See, with a cow/calf pair in addition to the sheep, we have to think about getting the calf to butcher next fall, and although we could probably prevail upon someone we know who has a trailer, that's not a favour I really want to call in every year. If the cow ever needs the vet, being able to take her there would be cheaper than having the vet come here. Also, when taking sheep to the butcher or the auction, there are some real advantages to being able to take more than just 5 at a go. And then there's Cherub, who always tries to jump out of the little sheep trailer and has to be tied when she's in there for fear of losing her overboard!
Last but not least, The Reluctant Farmer has been working on a plan to take the sheep on school visits. He and Dinosaur Boy's teachers are working out the details, but the trailer would be a really nice feature for this project: the kids can come outside and go into the trailer to visit the sheep, rather than taking the sheep into the school. This reminds me of something I saw when I was very little ... Elsie the Borden Cow was at the local grocery store, outside in her trailer in the parking lot. I vividly remember going into the trailer and seeing this lovely placid cow sitting there chewing her cud ... and I couldn't have been more than five at the time. The little girl I was then would never have guessed that she'd grow up into someone with a real cow of her own!
Deciding where to spend and where to save is always a tough call ... we very much want to get the debts under control and that means not spending on things that can wait, but then again, we are trying to build up our very little farm into something that at least supplements our income somewhat, or something that has the capacity to be expanded so that it could supplement our income, and to do that means getting the infrastructure in place.
It's a hard decision. We know that our jobs are fragile - if the economy goes south, the kind of work we do could evaporate, leaving one or both of us with limited options for standard employment. We love working on the farm, and so we are trying to ensure that if the time ever comes that we want to make this an actual revenue builder, we have the necessary infrastructure to allow us to expand without needing huge infusions of startup cash.

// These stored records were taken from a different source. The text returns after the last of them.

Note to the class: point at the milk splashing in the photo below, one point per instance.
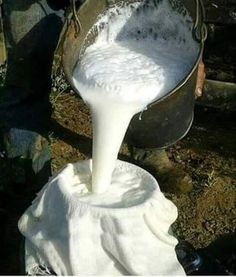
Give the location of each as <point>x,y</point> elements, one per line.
<point>142,51</point>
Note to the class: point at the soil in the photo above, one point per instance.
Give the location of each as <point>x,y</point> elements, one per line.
<point>207,155</point>
<point>207,213</point>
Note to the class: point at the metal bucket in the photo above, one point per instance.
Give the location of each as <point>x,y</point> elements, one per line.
<point>166,120</point>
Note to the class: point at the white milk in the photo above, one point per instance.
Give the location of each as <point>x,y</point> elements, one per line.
<point>141,53</point>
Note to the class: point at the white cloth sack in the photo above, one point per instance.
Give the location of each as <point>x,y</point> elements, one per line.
<point>72,237</point>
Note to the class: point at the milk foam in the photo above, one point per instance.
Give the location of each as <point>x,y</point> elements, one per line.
<point>140,54</point>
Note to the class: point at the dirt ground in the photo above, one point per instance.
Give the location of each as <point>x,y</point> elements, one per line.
<point>207,155</point>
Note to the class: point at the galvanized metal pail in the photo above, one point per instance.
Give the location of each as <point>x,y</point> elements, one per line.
<point>166,120</point>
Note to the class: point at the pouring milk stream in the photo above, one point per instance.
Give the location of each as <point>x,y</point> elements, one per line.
<point>140,54</point>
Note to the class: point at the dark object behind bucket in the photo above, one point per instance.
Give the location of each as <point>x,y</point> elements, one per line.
<point>167,120</point>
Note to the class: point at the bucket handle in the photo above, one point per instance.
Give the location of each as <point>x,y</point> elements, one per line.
<point>199,28</point>
<point>78,26</point>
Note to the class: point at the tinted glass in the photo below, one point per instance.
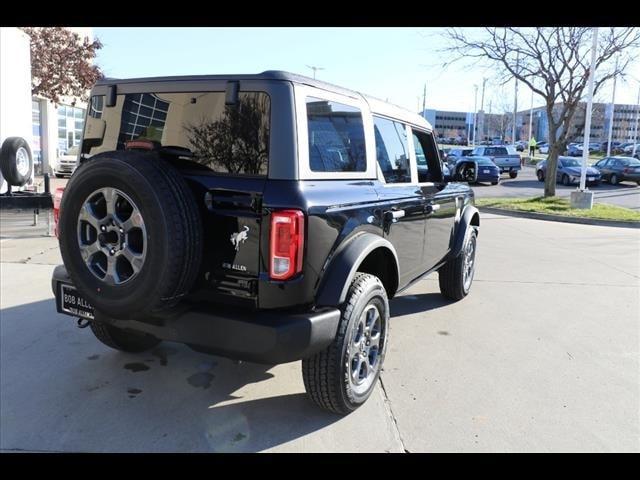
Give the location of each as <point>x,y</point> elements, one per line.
<point>427,157</point>
<point>336,137</point>
<point>223,138</point>
<point>392,152</point>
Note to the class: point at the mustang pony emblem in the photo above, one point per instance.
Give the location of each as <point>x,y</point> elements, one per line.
<point>239,237</point>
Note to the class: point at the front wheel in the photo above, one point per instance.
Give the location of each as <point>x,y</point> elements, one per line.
<point>455,276</point>
<point>343,376</point>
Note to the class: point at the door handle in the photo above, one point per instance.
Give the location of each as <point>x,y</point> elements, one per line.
<point>431,208</point>
<point>393,215</point>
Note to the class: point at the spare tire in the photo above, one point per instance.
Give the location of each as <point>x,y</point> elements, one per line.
<point>130,233</point>
<point>16,161</point>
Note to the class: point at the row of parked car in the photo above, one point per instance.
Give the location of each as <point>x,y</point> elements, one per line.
<point>613,169</point>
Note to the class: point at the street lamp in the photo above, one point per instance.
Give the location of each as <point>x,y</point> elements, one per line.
<point>315,69</point>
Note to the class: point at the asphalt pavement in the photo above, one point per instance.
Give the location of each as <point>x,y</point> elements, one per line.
<point>543,355</point>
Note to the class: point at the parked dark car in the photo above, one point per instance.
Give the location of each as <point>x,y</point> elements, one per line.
<point>266,218</point>
<point>455,154</point>
<point>569,171</point>
<point>487,171</point>
<point>618,169</point>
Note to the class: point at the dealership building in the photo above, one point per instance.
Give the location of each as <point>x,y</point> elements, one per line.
<point>56,127</point>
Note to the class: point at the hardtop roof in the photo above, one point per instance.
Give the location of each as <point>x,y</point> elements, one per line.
<point>376,105</point>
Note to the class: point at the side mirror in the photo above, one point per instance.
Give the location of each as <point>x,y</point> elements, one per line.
<point>466,171</point>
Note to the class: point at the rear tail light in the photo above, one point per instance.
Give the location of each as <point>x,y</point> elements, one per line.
<point>286,244</point>
<point>57,198</point>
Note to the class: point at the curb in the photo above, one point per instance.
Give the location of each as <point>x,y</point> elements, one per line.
<point>560,218</point>
<point>41,201</point>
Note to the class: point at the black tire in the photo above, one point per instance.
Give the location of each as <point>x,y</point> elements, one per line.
<point>326,375</point>
<point>173,241</point>
<point>122,340</point>
<point>16,150</point>
<point>451,274</point>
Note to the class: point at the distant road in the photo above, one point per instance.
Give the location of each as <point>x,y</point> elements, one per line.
<point>625,194</point>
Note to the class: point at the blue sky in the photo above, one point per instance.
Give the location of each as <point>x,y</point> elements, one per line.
<point>389,63</point>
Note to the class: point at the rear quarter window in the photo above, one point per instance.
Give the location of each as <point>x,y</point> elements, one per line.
<point>232,139</point>
<point>336,137</point>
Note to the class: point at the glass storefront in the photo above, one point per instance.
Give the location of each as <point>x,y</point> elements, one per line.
<point>70,123</point>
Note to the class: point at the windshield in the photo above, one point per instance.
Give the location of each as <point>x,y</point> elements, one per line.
<point>485,162</point>
<point>570,163</point>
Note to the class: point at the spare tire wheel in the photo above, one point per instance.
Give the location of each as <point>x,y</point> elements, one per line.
<point>130,234</point>
<point>16,161</point>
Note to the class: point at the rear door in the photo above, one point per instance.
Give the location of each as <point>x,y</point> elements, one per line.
<point>402,201</point>
<point>439,201</point>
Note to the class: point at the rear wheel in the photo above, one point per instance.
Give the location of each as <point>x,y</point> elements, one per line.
<point>455,276</point>
<point>342,377</point>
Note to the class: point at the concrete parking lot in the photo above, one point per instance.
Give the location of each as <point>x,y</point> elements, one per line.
<point>543,355</point>
<point>526,185</point>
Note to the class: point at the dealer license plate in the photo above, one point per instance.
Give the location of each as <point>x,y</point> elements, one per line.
<point>71,302</point>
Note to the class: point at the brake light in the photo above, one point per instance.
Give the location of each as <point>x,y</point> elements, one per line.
<point>286,244</point>
<point>57,198</point>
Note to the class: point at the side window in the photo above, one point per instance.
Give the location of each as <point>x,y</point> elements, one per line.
<point>392,151</point>
<point>336,137</point>
<point>427,157</point>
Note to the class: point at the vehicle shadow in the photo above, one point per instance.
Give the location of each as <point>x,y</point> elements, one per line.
<point>423,302</point>
<point>62,390</point>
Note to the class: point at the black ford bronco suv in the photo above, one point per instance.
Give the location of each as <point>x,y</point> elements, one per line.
<point>266,218</point>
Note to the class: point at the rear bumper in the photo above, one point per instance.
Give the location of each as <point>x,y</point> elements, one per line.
<point>262,336</point>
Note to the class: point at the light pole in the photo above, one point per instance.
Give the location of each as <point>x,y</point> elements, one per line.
<point>635,130</point>
<point>315,69</point>
<point>581,198</point>
<point>475,115</point>
<point>515,102</point>
<point>613,108</point>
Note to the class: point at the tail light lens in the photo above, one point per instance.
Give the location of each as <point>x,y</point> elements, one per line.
<point>57,198</point>
<point>286,244</point>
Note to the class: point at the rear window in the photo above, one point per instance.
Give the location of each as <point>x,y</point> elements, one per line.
<point>336,137</point>
<point>230,139</point>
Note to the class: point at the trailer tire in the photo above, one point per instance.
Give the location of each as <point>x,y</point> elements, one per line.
<point>16,161</point>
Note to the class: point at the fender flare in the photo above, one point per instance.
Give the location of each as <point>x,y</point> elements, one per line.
<point>470,218</point>
<point>342,269</point>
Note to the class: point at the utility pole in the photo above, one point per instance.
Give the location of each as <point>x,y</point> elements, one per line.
<point>635,130</point>
<point>531,118</point>
<point>484,81</point>
<point>475,115</point>
<point>515,102</point>
<point>580,198</point>
<point>613,108</point>
<point>315,69</point>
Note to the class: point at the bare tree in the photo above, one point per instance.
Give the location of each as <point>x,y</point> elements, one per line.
<point>552,61</point>
<point>61,63</point>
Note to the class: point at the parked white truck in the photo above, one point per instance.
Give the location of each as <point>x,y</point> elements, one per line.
<point>16,159</point>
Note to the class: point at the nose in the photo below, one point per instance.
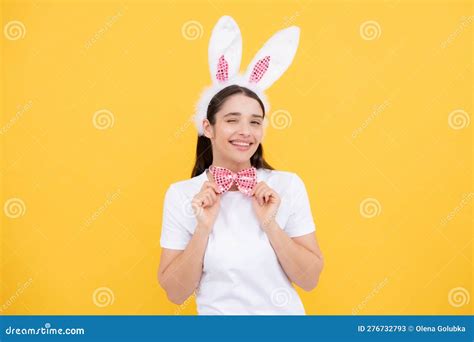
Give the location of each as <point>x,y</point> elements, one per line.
<point>244,129</point>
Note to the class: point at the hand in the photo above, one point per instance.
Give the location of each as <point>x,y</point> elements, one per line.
<point>265,203</point>
<point>206,204</point>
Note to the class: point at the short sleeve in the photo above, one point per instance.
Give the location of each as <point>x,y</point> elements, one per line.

What we are aiming for is that things as they are become easier to manage, and that if we want to expand in the future, we have what we need for a bit more livestock. In the short term, if things are easier to manage, we are freed up to do our paid jobs, because the 'farm stuff' takes less time. Sure we have to fix fences in the spring, but when the cross-fencing is in place and the gates are all where they need to be, moving sheep from one pasture to another is a matter of a few minutes for one person, rather than two or three of us chasing sheep around a huge pasture trying to get them where we want them. As for expansion, if we leased some nearby land we could carry a few more animals without needing more significant infrastructure than what we already have. The heritage breeds that we prefer don't need big barns or huge grain bins or anything like that, but they do need what we already have (or are working on) - fencing, feeders, water troughs, and a barn with room for a few at a time, rather than everyone all at once.
We'll see where it all leads - maybe we'll never be more than 'hobby farmers' who have a few sheep, some chickens, and a dairy cow. Then again, maybe we'll find our way into the local grass-fed meat market, be supplying local handspinners with premium wool and enjoying the food we grow in our own garden.
It's nice to have a dream, anyway. And who knows? If the little girl who was so awed by Elsie the Borden Cow could grow up to have a dairy cow of her very own ... maybe some day this woman with the little acreage will find that she's grown up and become a real farmer, too.